Partai politik harus lebih selektif dalam memilih kadernya. Jika suatu partai tidak memiliki kader yang bagus, itu adalah kesalahan partai karena tidak menyiapkan kader terbaik melalui proses pengkaderan yang baik.


Penulis mengamati bahwa para elit partai Politik di Bangkalan masih memiliki cara pandang egoistis tentang kekuasaan, di mana partai merasa memiliki hak prioritas penuh dalam pemilu. Akibatnya, mereka cenderung menyukai koalisi gemuk. Para elit partai politik harus berbenah diri dan melakukan evaluasi besar-besaran, karena tindakan mereka sering kali tidak sesuai dengan kehendak rakyat. Partai politik seharusnya menjadi kendaraan politik rakyat untuk mengisi kekosongan jabatan. Dalam arti, partai harus menunjuk orang dengan kapasitas yang bagus atau mendukung kader yang ingin mencalonkan diri, baik dari dalam maupun luar partai. 


Namun, yang lebih penting adalah bahwa kader yang dipilih harus memiliki rekam jejak yang baik, agar demokrasi kita hidup dan bermakna. Bukan sekadar menunggu kesepakatan politik untuk kepentingan partai. Prinsip seperti ini biasanya muncul di tubuh partai yang memiliki banyak kursi, sehingga tidak mengherankan jika kebanyakan orang lebih memilih partai besar daripada yang kecil. 


Orientasi politik partai sering kali bukan untuk kepentingan rakyat, melainkan untuk kepentingan pribadi dan birokrat. Jika partai tidak dapat menjadi kendaraan politik yang efektif, maka ada yang salah dengan partai itu sendiri.

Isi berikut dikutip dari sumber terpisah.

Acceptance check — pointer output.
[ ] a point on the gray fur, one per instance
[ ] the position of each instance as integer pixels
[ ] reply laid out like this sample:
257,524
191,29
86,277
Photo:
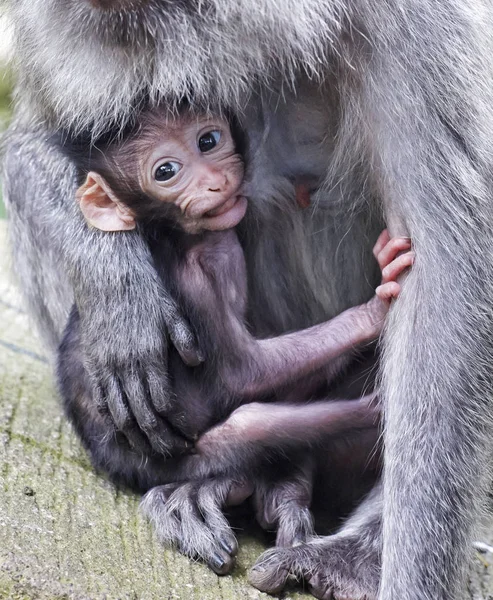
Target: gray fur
407,89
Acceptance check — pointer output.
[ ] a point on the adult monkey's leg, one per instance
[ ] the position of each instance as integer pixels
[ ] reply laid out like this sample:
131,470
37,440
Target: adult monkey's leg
427,97
124,311
435,157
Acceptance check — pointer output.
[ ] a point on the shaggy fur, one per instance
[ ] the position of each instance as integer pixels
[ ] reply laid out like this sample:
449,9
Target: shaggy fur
383,104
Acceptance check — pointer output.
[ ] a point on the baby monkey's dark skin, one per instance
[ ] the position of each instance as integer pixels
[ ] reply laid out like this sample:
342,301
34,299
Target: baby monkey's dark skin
254,409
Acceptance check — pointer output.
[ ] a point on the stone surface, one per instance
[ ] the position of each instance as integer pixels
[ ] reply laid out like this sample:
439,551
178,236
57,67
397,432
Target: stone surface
65,532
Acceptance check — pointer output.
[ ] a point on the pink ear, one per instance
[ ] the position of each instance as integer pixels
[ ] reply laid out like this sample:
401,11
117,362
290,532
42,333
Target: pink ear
101,208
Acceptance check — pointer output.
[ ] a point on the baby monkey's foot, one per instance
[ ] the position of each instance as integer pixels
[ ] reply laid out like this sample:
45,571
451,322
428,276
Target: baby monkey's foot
394,257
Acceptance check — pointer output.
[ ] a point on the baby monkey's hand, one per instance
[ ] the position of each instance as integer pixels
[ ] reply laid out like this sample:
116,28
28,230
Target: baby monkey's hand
393,260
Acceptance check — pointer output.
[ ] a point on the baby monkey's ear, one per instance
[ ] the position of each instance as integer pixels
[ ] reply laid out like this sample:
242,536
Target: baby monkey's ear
101,208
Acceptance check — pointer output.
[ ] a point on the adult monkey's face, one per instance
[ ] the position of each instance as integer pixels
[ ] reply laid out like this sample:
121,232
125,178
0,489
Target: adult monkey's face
86,63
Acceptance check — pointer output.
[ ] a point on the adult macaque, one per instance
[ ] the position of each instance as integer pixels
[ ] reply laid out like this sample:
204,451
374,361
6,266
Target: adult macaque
180,181
378,108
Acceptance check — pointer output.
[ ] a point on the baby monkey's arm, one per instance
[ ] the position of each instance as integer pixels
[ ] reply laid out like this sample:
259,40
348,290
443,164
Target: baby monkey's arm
270,364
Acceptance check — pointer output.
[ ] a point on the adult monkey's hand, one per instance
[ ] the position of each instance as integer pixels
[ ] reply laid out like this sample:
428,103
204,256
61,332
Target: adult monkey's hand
126,316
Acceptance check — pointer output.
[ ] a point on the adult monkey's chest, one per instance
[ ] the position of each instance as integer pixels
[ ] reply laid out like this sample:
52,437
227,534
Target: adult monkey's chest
311,222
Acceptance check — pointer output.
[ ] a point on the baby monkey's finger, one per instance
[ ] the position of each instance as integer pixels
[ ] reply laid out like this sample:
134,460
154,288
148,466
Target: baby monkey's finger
390,251
382,241
395,268
388,291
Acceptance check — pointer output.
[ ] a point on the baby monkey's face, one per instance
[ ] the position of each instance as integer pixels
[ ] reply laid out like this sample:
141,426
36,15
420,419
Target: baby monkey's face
194,166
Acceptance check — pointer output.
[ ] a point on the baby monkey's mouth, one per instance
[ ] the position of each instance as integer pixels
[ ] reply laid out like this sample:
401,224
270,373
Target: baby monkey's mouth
224,207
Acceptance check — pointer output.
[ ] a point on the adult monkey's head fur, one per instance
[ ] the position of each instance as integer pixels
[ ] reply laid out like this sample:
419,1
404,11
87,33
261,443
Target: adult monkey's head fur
87,62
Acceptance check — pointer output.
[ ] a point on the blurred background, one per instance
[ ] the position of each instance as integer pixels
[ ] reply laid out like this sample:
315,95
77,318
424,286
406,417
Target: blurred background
5,80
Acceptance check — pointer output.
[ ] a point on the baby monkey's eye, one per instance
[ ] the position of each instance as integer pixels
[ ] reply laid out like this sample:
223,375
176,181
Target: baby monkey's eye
209,140
166,171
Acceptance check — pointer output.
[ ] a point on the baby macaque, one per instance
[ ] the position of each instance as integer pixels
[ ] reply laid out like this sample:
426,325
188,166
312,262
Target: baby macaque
180,181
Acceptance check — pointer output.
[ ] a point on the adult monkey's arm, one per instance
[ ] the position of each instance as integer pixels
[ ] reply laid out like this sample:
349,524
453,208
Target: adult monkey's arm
125,312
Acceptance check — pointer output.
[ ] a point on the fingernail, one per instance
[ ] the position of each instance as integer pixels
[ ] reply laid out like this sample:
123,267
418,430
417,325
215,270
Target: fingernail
218,563
227,546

Informasi tentang adanya calon tunggal di Pemilukada Bangkalan ini sebenarnya disebabkan oleh satu calon yang berhasil memborong dukungan semua partai politik, sehingga mengecilkan peluang bagi putra daerah lain untuk maju sebagai calon wali kota. Dengan modal kapital yang besar tersebut calon kepala daerah akan dengan mudah mengunci kesempatan bagi calon lain untuk mendapatkan dukungan. Alasan yang diberikan adalah "Bersatu demi kepentingan bersama untuk memajukan Bangkalan". Demikian menurut penuturan salah seorang aktivis Bangkalan yang sekaligus menjadi salah satu sumber informasi tulisan ini. 


Alibi lainnya, adalah untuk meminimalisir anggaran pemilu. Namun, menurut penulis, alasan ini tidak sepenuhnya valid karena setiap perangkat kepanitian Pilkada tetap harus digaji, kecuali jika mereka mau dibohongi.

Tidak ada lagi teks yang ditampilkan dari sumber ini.